Further, the object of the invention is achieved by the following circuit.
That is, the fuse programming circuit comprises a plurality of fuses having first and second ends and programmed in accordance with a current supplied, the first end of the respective fuse being connected to a first power supply; a plurality of thyristors having first and second electrodes and first and second gate electrodes, the first electrode of the respective thyristor being connected to the second end of the corresponding fuse and the second electrode being connected to a second power supply lower in potential than the first power supply; and a control circuit having an input terminal supplied with an input signal and a plurality of output terminals connected to the first and second gate electrodes of the respective thyristor, the control circuit generating a control signal for selecting one of these thyristors in accordance with the input signal.

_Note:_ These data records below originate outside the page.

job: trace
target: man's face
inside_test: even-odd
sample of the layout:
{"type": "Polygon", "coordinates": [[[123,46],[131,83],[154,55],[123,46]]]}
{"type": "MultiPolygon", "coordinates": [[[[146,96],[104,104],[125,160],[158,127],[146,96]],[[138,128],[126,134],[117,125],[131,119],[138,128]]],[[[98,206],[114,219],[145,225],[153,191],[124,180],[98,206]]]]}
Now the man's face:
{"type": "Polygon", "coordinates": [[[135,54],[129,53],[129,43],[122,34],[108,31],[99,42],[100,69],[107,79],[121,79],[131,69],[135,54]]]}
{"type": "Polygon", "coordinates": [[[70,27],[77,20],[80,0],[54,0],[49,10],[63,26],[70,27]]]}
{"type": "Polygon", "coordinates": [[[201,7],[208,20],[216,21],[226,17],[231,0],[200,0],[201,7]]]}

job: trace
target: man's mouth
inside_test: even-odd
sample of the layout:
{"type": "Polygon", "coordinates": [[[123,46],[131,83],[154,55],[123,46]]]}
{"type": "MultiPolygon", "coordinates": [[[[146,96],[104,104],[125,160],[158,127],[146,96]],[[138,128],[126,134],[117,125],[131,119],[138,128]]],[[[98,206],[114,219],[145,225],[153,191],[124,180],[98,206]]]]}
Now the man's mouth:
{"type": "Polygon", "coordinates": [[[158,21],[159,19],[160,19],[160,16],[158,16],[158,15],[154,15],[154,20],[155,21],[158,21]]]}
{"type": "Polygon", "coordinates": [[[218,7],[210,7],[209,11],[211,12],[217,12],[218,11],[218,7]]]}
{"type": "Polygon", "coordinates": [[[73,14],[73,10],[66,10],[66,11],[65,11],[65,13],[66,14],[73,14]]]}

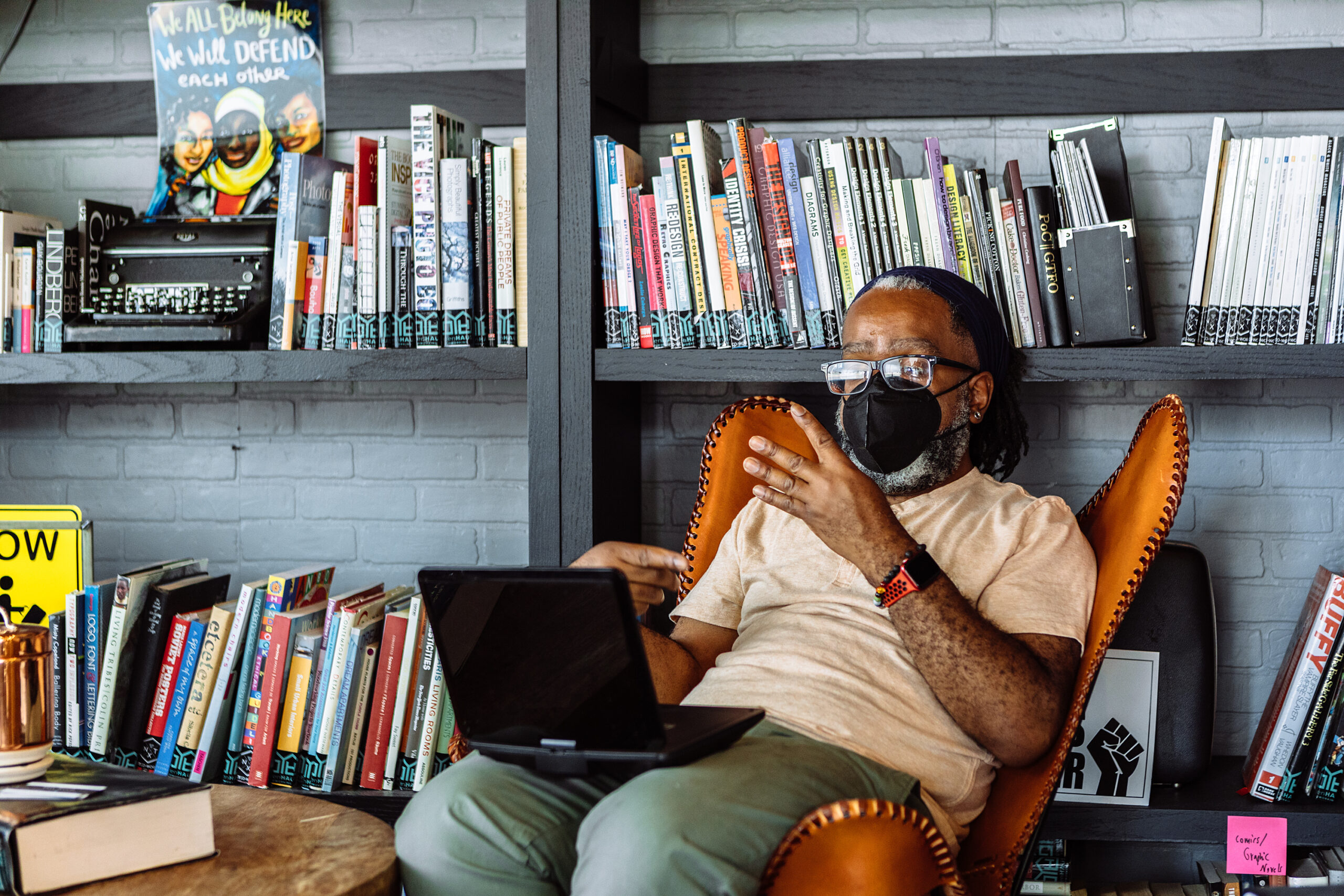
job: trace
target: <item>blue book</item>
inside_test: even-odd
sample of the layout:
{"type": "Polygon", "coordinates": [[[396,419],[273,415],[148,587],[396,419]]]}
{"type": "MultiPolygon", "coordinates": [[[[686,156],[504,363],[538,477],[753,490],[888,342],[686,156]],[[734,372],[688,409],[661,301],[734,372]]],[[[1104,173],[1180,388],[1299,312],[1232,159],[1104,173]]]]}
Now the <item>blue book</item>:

The present invention can be applied to a fuse whose current path is cut off in accordance with a current supplied or an antifuse whose current path is short-circuited in accordance with a current supplied.
According to the present invention, the fuse is programmed with the use of a thyristor. This thyristor, though being smaller in size than the MOSFET and bipolar transistor, can control a high voltage/large current and, therefore, it can prevent the necessity to increase the chip area and is able to positively program fuses.
Additional objects and advantages of the invention will be set forth in the description which follows, and in part will be obvious from the description, or may be learned by practice of the invention. The objects and advantages of the invention may be realized and obtained by means of the instrumentalities and combinations particularly pointed out hereinafter.